APABILA  USUL  DI  TOLAK

TANPA  DI  TIMBANG

SUARA  DI  BUNGKAM

KRITIK DI  LARANG  TANPA  ALASAN

DITUDUH  SUBVERSIF

DAN  MENGGANGGUH  KEAMANAN
MAKA  HANYA  ADA  SATU  KATA,,,LAWAN !!!!







Thukul, dalam perjalannya sampai diberitakan hilang pada Maret 1998 merupakan aktivis yang sudah menjalani hampir  setengah dari wilayah indonesia demi melindungi diri dari kejaran tentara penculik aktivis pro demokrasi. Di Sumatera diberitakian ia pernha singgah di Bengkulu, kemudian di pulau Kalimantan ia menginap di rumah aktivsis bernama Martin Siregar dan sempat diberitakan menikah lagi karena ia menyuruh istrinya untuk menjahit sebuah popok bayi, yang ternyata kemudian diketahui popok bayi tersebut adalah untuk bayi dari istri temannya. Jakarta, Depok, Banten dan kepulauan Seribu juga pernah disinggahi tukul untuk mempertahankan diri dari kejaran tentara suruhan penguasa.

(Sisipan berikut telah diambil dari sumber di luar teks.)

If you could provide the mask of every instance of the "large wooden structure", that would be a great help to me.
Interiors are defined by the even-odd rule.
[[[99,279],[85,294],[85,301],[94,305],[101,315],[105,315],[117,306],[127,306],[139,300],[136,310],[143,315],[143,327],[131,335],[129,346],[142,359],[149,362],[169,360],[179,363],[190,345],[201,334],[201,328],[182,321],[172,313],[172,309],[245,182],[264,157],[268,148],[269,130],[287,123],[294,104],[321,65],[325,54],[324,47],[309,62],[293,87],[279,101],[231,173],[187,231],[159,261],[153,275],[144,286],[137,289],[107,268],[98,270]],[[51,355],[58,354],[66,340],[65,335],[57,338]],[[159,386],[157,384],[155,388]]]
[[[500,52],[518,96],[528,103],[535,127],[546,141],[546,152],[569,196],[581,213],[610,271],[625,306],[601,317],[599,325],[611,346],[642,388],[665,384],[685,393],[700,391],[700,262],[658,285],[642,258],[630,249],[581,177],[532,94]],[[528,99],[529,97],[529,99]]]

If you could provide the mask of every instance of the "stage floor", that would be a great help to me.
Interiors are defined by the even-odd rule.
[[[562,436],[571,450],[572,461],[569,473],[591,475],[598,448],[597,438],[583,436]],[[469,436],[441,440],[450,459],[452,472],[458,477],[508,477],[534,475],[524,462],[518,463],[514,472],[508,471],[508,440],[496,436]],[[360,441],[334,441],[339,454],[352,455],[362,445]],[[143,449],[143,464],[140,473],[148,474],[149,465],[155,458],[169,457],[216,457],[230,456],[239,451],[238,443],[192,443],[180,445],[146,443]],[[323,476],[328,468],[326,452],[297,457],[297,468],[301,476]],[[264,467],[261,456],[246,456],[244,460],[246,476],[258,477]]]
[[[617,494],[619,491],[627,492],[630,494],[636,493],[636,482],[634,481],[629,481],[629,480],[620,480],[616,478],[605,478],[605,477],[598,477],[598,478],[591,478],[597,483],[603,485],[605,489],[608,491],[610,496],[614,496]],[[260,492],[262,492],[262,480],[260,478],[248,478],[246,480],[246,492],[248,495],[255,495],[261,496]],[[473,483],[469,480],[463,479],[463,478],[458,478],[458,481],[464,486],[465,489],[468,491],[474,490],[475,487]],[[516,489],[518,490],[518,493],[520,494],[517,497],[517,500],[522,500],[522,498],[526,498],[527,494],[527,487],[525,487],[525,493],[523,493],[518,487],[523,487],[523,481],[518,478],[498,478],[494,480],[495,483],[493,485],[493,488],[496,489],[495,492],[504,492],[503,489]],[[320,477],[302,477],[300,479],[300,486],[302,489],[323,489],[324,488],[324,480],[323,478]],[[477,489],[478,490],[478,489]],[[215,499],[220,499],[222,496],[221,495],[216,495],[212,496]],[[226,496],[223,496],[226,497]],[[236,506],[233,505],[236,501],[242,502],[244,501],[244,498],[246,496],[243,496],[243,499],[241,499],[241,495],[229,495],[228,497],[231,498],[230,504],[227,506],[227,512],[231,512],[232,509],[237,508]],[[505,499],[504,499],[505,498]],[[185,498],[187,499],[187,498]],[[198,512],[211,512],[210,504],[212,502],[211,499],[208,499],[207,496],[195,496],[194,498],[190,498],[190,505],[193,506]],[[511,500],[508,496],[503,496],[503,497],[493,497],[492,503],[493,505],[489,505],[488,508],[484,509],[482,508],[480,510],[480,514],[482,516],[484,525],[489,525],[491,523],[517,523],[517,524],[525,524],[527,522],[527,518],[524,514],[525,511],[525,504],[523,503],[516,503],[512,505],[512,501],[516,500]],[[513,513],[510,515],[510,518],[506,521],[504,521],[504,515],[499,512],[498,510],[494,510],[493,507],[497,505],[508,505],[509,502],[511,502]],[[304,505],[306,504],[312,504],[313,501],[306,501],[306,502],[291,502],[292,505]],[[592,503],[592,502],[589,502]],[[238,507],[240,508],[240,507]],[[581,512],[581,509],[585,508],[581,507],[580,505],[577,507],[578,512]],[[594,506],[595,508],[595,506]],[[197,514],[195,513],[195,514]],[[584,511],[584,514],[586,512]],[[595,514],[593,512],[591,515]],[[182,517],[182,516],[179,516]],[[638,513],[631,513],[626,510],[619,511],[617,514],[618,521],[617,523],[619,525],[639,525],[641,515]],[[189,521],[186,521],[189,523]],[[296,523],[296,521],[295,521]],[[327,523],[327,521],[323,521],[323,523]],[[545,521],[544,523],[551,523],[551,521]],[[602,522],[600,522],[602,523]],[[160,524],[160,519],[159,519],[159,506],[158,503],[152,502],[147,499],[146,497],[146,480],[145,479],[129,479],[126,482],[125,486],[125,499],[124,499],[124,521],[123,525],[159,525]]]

Wiji thukul merupakan catatan kaki dari buku besar sejarah Republik ini, di bab Orde Baru terselip namanya sebagai tokoh yang terlupakan, buku sejarah ini hanya menepatkan namanya dengan tulisan kecil di bawah lembar halaman.

Ada informasi penting yang selalu di kaitkan dengan catatan kaki dan Tukul merupakan sosok penting dari arus demokratisasi di indonesia, bersama dengan orang orang yang senasib dengannya, yaitu mereka yang hanya memperjuangkan kebebasan tanpa bisa menikmati kerja keras mereka yang penuh dengan taruhan nyawa. Mereka yang adalah korban penghilangan paksa oleh rezim Orde Baru.

Kini 15 tahun setelah jatuhnya rezim Soeharto, arus demokratisasi semakin menjamur di negeri ini, sentralisasi diganti dengan desentralisasi, pemimpin dibatasi masanya, kebebasan semakin diberi peluangnya, militer dikerdilkan kuasanya terhadap sipil, rakyat semakin bebas ber ekspresi dan ternyata keadilan masih jauh dari sasaran, musuh baru ternyata tidak ada, korupsi dan kolusi serta nepotisme yang merupakan warisan orde baru masih menghisasi wajah birokrasi negeri ini. Bedanya kini rakyat tidak lagi di kekang oleh senapan di jidat dan aktivis yang dulu berjuang di bawah tanah dan di bakar oleh terik matahari, beberapa kini telah berjuang di bawah sejuknya pendingin ruangan bersama para wakil rakyat.


Semoga yang korup-korup
segera lenyap dari Republuk ini,,!!!!